Bug: need to generalize assumptions in base R data split

serbinsh commented 4 years ago

@neo0351

FYI -

> apply(plsr_data[, split_var], MARGIN = 1, FUN = function(x) paste(x, collapse = " "))
Error in apply(plsr_data[, split_var], MARGIN = 1, FUN = function(x) paste(x,  : 
  dim(X) must have a positive length

I found a bug in your split function when trying out a new dataset https://ecosis.org/package/leaf-reflectance-plant-functional-gradient-ifgg-kit ID: 3cf6b27e-d80e-4bc7-b214-c95506e46daa

Not yet sure what the issue is but it looks at as coded it assumes there will be two grouping variables. We need this to be flexible enough to handle 1+ grouping variables

And also FYI - if I try with two grouping vars I get this

> split_data <- create_data_split(approach=method, split_seed=2356812, prop=0.8, 
+                                 group_variables=c("Growth_Form","Plant_Species"))
NA   Cal: 79.9729364005413%
 Not enough observations

Again these functions need to be general to allow for flexibility. We will need to fix this to allow for different numbers of grouping variables with different numbers of obs.

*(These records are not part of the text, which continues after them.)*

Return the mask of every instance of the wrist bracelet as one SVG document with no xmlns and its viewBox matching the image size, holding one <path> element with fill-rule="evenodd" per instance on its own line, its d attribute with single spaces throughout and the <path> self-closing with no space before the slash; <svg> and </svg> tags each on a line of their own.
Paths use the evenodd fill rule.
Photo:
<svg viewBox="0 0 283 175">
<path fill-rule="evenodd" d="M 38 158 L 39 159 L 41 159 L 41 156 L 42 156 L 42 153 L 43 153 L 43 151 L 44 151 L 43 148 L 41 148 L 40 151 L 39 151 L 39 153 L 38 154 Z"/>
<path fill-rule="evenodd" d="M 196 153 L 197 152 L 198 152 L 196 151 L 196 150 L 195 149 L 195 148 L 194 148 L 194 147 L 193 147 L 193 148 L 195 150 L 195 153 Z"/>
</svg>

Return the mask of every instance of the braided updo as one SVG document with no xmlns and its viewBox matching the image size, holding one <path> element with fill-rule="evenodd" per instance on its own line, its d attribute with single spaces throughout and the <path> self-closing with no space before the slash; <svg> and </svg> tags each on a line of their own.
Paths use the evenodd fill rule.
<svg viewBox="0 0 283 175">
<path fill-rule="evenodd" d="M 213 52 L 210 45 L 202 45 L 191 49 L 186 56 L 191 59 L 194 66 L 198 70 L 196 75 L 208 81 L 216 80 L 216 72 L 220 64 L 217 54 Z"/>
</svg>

serbinsh commented 4 years ago

Pretty sure this is the area causing problems

create_data_split <- function(approach=NULL, split_seed=123456789, prop=0.8,
                              group_variables=NULL) {
  set.seed(split_seed)
  if(!is.null(approach)) {
    if (approach=="base") {
      plsr_data$CalVal <- NA
      split_var <- group_variables
      plsr_data$ID <- apply(plsr_data[, split_var], MARGIN = 1, FUN = function(x) paste(x, collapse = " "))